Holthausen

In keinem anderen Stadtteil in Hattingen fand in den letzten Jahren ein so großes Bevölkerungswachstum statt wie in Holthausen. Mittlerweile wohnen 5820 Menschen im Stadtteil mit weiter steigender Tendenz. So hat sich die Einwohnerzahl in Holthausen seit 1966 mehr als verdreifacht.
Während die Erklärung der meisten Ortsnamen mehr oder weniger Schwierigkeiten bereitet, ist die Bedeutung des Wortes Holthausen ganz offensichtlich: Als schon größere Flächen des Umlandes urbar gemacht,  zu Weiden und Feldern umgestaltet worden waren, da lag das Gebiet des heutigen Ortsteiles Holthausen noch als Gehölz da. Als die umliegenden Gebiete den Bauern, ca. im 7. Jahrhundert, nicht mehr ausreichend Lebensraum boten, wurden weitere waldreiche Gebiete erschlossen, man zog `int Holt (Holz), daher der Ortsname Holthausen. Heinrich der III. schenkte den Reichshof Holthausen am 15.11.1054 dem Stift Essen/Abtei Werden. Mit der anliegenden Gemeinde Welper blieb Holthausen bis ins 18. Jahrhundert verbunden und zwar in Form einer Markgenossenschaft.
Bis zum Ende des 19. Jahrhunderts kannte man hier nur Strassen und Wege, die lediglich ländlichen Ansprüchen gerecht wurden und es gab nur wenige Höfe. 1939 wurde die Zeche Aurora gegründet, die bis 1965 Kohle förderte. 1942 wurde bereits eine Gemeindebücherei eröffnet.

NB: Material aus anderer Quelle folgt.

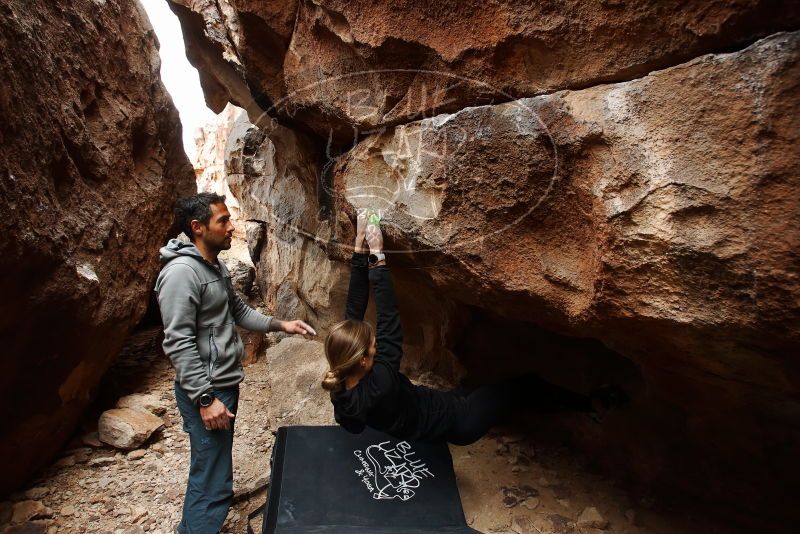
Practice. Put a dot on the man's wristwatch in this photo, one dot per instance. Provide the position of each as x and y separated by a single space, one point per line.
206 399
375 258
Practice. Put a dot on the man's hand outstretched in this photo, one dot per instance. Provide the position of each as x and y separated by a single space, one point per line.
298 327
216 416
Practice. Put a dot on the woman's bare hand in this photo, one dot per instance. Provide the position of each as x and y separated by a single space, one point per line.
362 220
374 238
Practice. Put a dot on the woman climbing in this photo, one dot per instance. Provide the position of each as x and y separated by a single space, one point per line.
368 389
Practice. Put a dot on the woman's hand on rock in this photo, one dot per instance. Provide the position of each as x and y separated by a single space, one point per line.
298 327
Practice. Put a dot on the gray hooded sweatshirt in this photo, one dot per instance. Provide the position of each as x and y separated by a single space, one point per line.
200 310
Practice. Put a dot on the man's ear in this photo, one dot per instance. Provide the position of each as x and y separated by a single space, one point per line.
197 226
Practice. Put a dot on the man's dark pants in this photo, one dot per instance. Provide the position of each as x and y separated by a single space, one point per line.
209 492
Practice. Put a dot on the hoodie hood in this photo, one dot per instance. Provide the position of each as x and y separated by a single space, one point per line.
176 248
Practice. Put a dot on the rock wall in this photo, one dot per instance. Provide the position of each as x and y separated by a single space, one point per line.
656 216
91 163
211 141
336 65
633 222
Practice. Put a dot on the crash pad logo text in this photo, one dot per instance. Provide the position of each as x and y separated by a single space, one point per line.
391 472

In diesem industrieärmsten Stadtteil siedelten sich insbesondere aufgrund der naturnahen Lage und der Nähe zur Stadt Hattingen Familien an, so dass am 16.08.1971 die Grundschule in Holthausen und am 02.09.1974 der kath. Kindergarten eröffnet werden konnten, aufgrund des Bevölkerungswachstums wurde ein zweiter Kindergarten in der Lindstockstraße gebaut.
Durch den Einsatz engagierter Leute und Eltern konnte am 21.02.1977 erstmalig der Holthauser Rosenmontagszug stattfinden, der auch bis heute nicht mehr aus dem Terminkalender Hattingens wegzudenken ist.

Kennzeichnend für die Struktur war auch der Bau eines Schulzentrums an der Lindstockstraße für 2000 Schüler mit Unterbringung eines Gymnasiums und einer Realschule, mit angrenzendem Hallenbad und Sportplatz.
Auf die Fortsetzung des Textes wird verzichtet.